Wednesday, October 17, 2012

Justin Hampson Released by Mets

Justin Hampson is a 32 year old lefty reliever that was let go by the New York Mets earlier this week (as they removed him from their 40 man roster). Hampson threw 10 innings for the Mets in 2012 after not being in the big leagues since 2008 (including a terrible 2010 with 2 independent league teams).

His delivery is strange, but he isn't a sidearmer. I found it surprising that he has had basically no splits over the last two years in AAA. I also found it surprising that he didn't have a longer injury history as that arm motion looks really messy.

When I saw him, he was throwing about a 84-88 MPH fastball right down the middle. Even though he is a lefty, he really couldn't get inside to lefties. He has to keep it low, where he can get some sink on it (though Pitch F/X says he doesn't throw the sinker much). His velocity has dropped since he was last in the big leagues in 2008. In 2008, his 4-seam fastball was 88.13 MPH on average. In 2012, the average velocity was 86.50 MPH.

Hampson threw a lot of 76-78 MPH pitches in the outing I went back and watched. That velocity looks like his change, but it breaks like a decent slider.

The actual slider I saw him throw was at 83 MPH and it was a baby slider. Without Pitch F/X, I would have flipped the two, calling the harder one the change because of movement.

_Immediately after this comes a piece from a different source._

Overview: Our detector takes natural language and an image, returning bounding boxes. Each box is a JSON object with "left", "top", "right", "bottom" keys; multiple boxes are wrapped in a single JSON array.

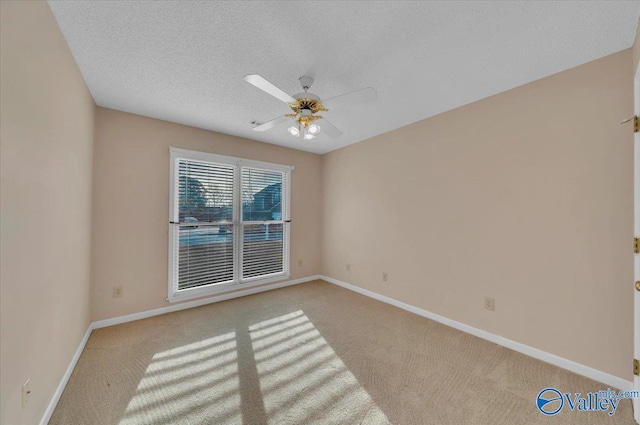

I think I saw the curve once in the outing I watched, and it has some really nice movement. He is very slider heavy, but I think he should throw his curve more.

This may be why he doesn't have big splits in this minors at least:
He not only pitches differently against righties, he located the ball differently. He tries to keep the ball away from both lefties and righties (strike zone images give us the same impression). It would seem that he knows that his stuff is below average so his best bet is locating away. In the minors, this didn't lead to a lot of walks, and his MLB career didn't have too many walks (8.1 %), but you could see how this approach would lead to a lot of walked batters. Even by staying away, he doesn't strikeout a lot of hitters or have a great ground-ball rating.

I can see why the Mets let him go. It is hard to see how he is worth a 40 man spot. He doesn't have the splits (mainly he isn't effective enough against left-handed batters) to be a situational lefty, and he doesn't have the strikeout rate or velocity to be a good reliever that you would let face both lefties/righties. At this point, he is a low leverage reliever type, but he has never ability to have long outings to eat up junk innings. It is hard to see his value at this point, especially on a 25 man roster with a 7-8 man bullpen. He is the kind of guy you invite to spring training, hope he has a good year in AAA, then try to add him on the 40 man roster in September if you are competitive to try to help the bullpen.